Wannop expects to answer questions on the procedure with Health Canada and how far along they are, as well as the jobs that they will be offering once the facility opens.

“As we stated, in the first year of operations there will be 200 full-time positions. Now because of the way we operate we can hire people with disabilities or people with children at home who only want to work part-time,” she said. “It may take me three part-time people to fill one full-time position. There could be more than 200 people employed with us — it’s just that we have 200 full-time positions available.”

She said out of all the people that they’ve met with in Cranbrook, they have only heard from two people against it.

“I’m sure somebody is going to come up to me and say how marijuana is bad for society,” she said. “Those are kind of the words that were used.”

She said they are not there to change anybody’s mind, rather to educate people and let them know how marijuana can be beneficial compared to other pharmaceutical drugs.

“If you change you’re mind in the process, then, hey, I did a good job,” she said.

The whole board of directors will be at the meeting.

Wannop said their company has strongly rooted community values.

“We’re actually a family. For instance our CFO is the father of my soon to be son-in-law,” she said. “Even with our staff, with any business that we’ve owned, it is a family atmosphere. We’re not those big pharmaceutical companies where every employee is just a number, and every patient is just a number.

“We got into it for the compassion reasons, and we will continue to be in it for the compassion reasons.”

She said almost all the correspondence they get from the public has been supportive.

“We’ve had tons and tons of emails and comments posted on the internet about people excited we are coming to town for new jobs, and it’s great to be there,” she said.

Dycar announced the plans earlier this year.

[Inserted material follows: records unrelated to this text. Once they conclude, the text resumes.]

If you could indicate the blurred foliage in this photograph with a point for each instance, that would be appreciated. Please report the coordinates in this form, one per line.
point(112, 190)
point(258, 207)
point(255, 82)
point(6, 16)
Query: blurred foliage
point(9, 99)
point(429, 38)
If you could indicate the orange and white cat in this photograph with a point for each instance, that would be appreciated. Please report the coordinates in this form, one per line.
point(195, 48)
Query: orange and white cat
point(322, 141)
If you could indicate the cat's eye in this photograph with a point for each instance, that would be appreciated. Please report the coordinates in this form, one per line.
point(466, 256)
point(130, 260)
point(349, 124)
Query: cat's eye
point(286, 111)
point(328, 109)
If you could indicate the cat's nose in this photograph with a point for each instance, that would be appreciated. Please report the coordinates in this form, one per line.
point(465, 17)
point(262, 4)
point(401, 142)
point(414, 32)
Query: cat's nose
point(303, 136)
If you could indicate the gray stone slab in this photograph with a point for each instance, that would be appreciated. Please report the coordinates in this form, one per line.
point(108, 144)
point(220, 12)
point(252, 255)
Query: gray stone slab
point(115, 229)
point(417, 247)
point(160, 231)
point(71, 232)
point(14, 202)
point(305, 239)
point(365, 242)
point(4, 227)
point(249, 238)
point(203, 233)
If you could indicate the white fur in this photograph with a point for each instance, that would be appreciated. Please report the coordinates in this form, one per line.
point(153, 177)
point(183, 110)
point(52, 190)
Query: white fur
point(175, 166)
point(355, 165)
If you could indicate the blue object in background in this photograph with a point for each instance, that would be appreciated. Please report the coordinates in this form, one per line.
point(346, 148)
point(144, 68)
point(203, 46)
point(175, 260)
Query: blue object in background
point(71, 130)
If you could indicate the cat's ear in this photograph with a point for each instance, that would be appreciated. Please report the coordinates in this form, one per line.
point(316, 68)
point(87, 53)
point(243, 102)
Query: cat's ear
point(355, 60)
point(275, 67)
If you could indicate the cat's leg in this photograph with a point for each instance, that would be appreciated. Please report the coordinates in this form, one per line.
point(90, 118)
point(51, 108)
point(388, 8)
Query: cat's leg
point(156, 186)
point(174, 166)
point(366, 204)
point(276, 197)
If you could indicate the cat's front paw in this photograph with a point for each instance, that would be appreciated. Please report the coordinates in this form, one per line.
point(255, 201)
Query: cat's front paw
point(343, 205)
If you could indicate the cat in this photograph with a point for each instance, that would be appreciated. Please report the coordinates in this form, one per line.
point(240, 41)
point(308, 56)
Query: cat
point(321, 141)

“We’ve been going through this process with the City of Cranbrook for well over a year. We didn’t put the public notice out until February. That was our choice because we didn’t want everyone to go ‘there was this announcement made, why aren’t they here yet?’ We knew how long the process was going to take, so we didn’t want everyone getting excited and then saying, ‘this is never going to happen.’”

She said it is going to happen, and it is not a matter of if, it’s a matter of when.

“We literally are at the timeframe of the government right now,” she said. “But we’re hoping that since ours was so thorough it breezes right through with absolutely no  problem”

Wannop said their application is one of about a thousand that have gone into Health Canada. Many of those have been denied and many withdrawn once they realize what it takes to set up a facility.

“It’s not just slap up four walls, put some lights in and put some plants in — that’s not what it entails,” she said. “We are scrutinized quite a bit by the government. We are a secured facility. Some of the rules we have to follow are not like a normal employer.”

For instance, the company has to account for every part of the plant that it produces — even the parts that are destroyed.

She also noted that one concern people sometimes have with this type of facility coming into a community is that organized crime will get involved.

“There is no possible way organized crime can get involved in one of these,” she said.

“We have to prove where our money comes from to build the facility. If it’s tainted in any way Health Canada is going to throw your application out.”

She said that was one of the things that stakeholders pushed for when the new regulations were being put together.